After I took the urine test, the doctor said if it was a date-rape drug, such as Rohypnol, GHB or Ketamine, it might not show up, which is why people choose those substances in the first place.

It’s no more “paranoid” to think the effects getting mistaken for other conditions (including severe intoxication) is an attractant than it is to think the fact it might not show up in a blood test is. Both mean a possible delay in suspecting foul play.

I hope the OP’s wife is doing OK.

The thing that caused my spidey sense to go tingly was the paranoia OP reported her suffering, combined with the confusion. It could just be too much drink, she could have been drugged, but in my personal sphere of experience I had a few relatives in the middle age or later stages of life who had incidents of paraonoia/confusion, and each time it was a somewhat concerning medical issue ultimately at play. Anecdote != data, so take it for what it’s worth, but that’s why I got worried when I read the OP, some of his wife’s behaviors reminded me a LOT of the sort of behavior I had seen in people in my life in years past, and those incidents ultimately were medical in origin.

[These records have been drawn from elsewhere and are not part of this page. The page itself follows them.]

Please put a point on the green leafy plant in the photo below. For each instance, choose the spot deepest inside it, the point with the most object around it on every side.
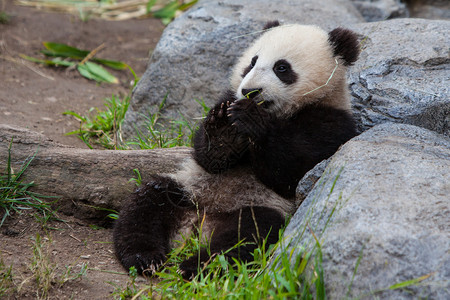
(83, 60)
(163, 132)
(102, 127)
(15, 196)
(6, 278)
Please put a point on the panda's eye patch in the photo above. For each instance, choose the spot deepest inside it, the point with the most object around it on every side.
(282, 68)
(253, 62)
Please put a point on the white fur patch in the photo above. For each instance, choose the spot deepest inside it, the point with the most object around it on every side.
(232, 190)
(308, 51)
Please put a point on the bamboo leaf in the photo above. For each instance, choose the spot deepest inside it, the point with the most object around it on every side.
(56, 49)
(53, 62)
(96, 72)
(117, 65)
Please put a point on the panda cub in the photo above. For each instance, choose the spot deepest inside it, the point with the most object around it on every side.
(287, 109)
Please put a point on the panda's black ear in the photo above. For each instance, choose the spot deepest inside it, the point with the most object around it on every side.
(345, 44)
(271, 24)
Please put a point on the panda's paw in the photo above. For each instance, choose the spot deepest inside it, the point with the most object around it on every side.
(146, 264)
(248, 116)
(162, 190)
(217, 117)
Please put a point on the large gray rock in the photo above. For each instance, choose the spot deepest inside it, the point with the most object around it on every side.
(403, 74)
(380, 10)
(196, 51)
(381, 212)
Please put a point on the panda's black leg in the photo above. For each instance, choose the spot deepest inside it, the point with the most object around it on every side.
(146, 221)
(250, 224)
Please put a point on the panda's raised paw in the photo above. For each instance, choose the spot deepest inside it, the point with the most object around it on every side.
(217, 117)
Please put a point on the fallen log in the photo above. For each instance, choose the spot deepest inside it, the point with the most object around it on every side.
(83, 179)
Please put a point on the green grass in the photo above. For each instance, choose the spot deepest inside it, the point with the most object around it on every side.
(15, 196)
(104, 127)
(269, 276)
(6, 279)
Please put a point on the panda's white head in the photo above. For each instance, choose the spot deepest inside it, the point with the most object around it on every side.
(293, 65)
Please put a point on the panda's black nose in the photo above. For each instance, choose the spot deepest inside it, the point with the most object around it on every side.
(251, 93)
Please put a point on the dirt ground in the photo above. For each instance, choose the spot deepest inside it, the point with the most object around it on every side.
(35, 97)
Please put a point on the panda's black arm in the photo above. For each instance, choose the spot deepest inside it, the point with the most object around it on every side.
(218, 145)
(292, 147)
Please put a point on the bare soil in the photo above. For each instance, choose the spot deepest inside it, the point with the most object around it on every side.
(34, 97)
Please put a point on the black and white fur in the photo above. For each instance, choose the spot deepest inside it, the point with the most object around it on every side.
(287, 109)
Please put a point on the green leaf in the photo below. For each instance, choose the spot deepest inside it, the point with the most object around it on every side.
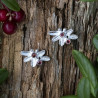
(71, 96)
(3, 75)
(83, 90)
(11, 4)
(88, 0)
(95, 41)
(86, 68)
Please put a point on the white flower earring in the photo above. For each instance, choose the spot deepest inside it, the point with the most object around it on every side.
(36, 57)
(64, 36)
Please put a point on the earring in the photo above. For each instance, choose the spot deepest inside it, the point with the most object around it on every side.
(64, 36)
(36, 57)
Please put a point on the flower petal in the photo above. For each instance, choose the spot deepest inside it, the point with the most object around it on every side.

I have suggested going to a doctor, but my wife has vetoed the idea. Being as it is her body and health, she has ultimate veto power over this issue.

She has an appointment with a therapist tomorrow afternoon. The therapist is an LPC, but she may recognize a medical issue. Perhaps if she says to go to the doctor, my wife will agree.

Huh, that kinds of sucks. Has she explained WHY she doesn’t want to see a doctor?

Also, while it’s true that it is her body and no decent person endorses controlling behavior by a spouse, as her spouse you aren’t exactly unaffected. If she lets a medical issue go until treatment is less effective, then you will be affected too. Being her husband gives you the right to participate in her decisions, at least.

Perhaps you could make a deal with her - “if it happens again, promise me you WILL see a doctor, period.” Would that work?

Yes, if you wait until next day, many drugs are more difficult to detect, particularly in spit/urine tests. Other things, like arsenic and marijuana, are easily detectable long after. However, the reason for choosing a popular date-rape drug like alcohol isn’t just that it wears off the next day: the point is that it’s fast acting.